# first time farmer??? confused about lights



## RedEye_N8 (Dec 16, 2011)

I have a shop/shed that is 10' x 20'. I plan on building a fake wall at the end at 18'  that gives me a 2' x 10' area(ceiling is around 7' at the walls and about 9' at the center. There is already a 1' sq. vent at the peak and I plan to cut inflowing air vents in the floor which will be cool air (florida heat). Sound good so far? O.K. My questions are these- I want to grow Three to Four plants starting out because I dont know how strong the smell will be outside because I have to vent the grow area right? I can get the exhaust about 12' in the air and my neighbors on all sides are old and at least 60 yards or more away and they think I am a lil angel. Did I mention I live with my mommy!!! She is cool but I will do my best to not let her know what is going on and she never goes in the shop.
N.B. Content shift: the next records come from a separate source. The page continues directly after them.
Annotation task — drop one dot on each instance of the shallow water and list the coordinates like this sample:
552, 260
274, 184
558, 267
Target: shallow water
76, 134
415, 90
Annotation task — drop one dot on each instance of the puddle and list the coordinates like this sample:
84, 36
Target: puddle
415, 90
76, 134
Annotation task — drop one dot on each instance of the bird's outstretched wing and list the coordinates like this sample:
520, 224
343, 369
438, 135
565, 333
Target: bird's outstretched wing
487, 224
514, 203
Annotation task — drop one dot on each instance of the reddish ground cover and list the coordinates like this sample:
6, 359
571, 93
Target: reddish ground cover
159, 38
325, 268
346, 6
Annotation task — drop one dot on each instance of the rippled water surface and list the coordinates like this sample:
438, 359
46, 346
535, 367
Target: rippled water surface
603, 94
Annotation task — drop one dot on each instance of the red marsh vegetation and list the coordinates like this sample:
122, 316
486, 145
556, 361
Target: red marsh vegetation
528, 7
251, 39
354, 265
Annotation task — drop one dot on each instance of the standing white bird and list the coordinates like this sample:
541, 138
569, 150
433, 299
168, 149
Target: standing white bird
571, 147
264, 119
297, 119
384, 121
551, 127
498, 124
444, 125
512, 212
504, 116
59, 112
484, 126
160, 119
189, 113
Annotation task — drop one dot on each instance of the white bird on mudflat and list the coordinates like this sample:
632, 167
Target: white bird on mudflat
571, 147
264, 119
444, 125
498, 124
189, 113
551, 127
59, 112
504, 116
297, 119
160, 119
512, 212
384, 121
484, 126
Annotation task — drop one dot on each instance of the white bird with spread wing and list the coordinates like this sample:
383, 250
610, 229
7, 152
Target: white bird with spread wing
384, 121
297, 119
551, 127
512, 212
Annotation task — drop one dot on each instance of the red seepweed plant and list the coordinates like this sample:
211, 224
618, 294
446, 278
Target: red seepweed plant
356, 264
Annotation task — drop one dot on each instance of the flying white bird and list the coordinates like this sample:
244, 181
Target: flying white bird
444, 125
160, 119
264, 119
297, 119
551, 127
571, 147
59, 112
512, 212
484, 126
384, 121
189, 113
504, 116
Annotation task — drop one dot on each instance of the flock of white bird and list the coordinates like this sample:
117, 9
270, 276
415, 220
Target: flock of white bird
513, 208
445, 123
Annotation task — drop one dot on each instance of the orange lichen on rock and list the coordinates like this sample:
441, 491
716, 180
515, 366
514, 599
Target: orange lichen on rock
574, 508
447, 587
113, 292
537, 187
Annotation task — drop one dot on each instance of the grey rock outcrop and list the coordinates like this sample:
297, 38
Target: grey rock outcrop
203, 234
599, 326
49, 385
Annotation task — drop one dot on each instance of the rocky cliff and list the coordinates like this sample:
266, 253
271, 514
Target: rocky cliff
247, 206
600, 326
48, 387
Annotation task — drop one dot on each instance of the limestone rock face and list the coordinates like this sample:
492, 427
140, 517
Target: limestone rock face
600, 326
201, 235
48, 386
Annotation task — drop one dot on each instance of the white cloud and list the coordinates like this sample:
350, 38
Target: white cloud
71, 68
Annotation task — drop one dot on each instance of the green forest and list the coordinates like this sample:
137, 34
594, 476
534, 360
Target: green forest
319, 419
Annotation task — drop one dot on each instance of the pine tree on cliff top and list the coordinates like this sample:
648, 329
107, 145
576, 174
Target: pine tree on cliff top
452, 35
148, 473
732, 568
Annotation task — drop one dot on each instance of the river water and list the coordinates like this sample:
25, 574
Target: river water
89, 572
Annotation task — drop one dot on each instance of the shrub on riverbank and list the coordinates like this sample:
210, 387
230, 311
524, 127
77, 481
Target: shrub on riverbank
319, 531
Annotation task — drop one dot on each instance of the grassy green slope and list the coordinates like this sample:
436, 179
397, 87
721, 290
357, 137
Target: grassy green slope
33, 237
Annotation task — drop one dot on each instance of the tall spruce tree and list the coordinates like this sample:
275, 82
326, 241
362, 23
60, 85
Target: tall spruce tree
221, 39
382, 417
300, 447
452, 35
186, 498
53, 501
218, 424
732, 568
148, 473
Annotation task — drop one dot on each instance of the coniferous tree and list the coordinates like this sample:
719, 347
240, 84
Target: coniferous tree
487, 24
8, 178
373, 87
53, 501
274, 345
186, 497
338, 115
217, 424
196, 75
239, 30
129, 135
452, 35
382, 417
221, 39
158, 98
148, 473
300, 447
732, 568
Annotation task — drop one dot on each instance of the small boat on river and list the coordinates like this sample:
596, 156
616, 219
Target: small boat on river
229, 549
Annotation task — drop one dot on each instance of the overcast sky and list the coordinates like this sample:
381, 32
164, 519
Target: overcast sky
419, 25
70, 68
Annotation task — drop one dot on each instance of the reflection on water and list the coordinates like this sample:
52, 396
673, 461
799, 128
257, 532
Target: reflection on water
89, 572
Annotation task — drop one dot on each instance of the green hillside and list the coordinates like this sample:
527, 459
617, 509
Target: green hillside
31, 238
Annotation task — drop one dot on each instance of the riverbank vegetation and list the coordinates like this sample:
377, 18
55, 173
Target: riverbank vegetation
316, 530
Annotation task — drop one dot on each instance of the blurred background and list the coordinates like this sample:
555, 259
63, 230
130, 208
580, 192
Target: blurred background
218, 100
So can I grow 5 or 6, I'm sure the strength of the odor depends on the strain right? So my next question is can I use regular tube flouresent lights just to start the plants out or something like a 100w-150w heat lamp. I know that I need the Metal Halide lights for the veggie state and some "H.I._" something or another lights for the flowering process but if I can use F lights or 100w bulb, how long? when do I need to start using the Metal Halide lights? I do not have the money for the M.H. lights yet. How much are they? Where do I go? How many do I need? What is the fire risk? Could someone please hit me back up and let me know, maybe explain how they would lay it out working with what I am working with. I am really excited about starting but I want to do right and make it worth while. Besides my seeds are expensive little buggars!!!


----------



## Roddy (Dec 16, 2011)

OK, was good until I saw the mom thing...if she owns the house and doesn't know about a grow, DON'T do it!! It's a huge risk, she should at least have a say...


----------



## The Hemp Goddess (Dec 16, 2011)

If your mom is not cool with this, we are not going to be either.  When you grow you are putting everyone who lives there at risk.  In addition, if it is her house, that could be in danger also.  It is bad bad mojo to grow at your parents' home without their knowledge and CONSENT.


----------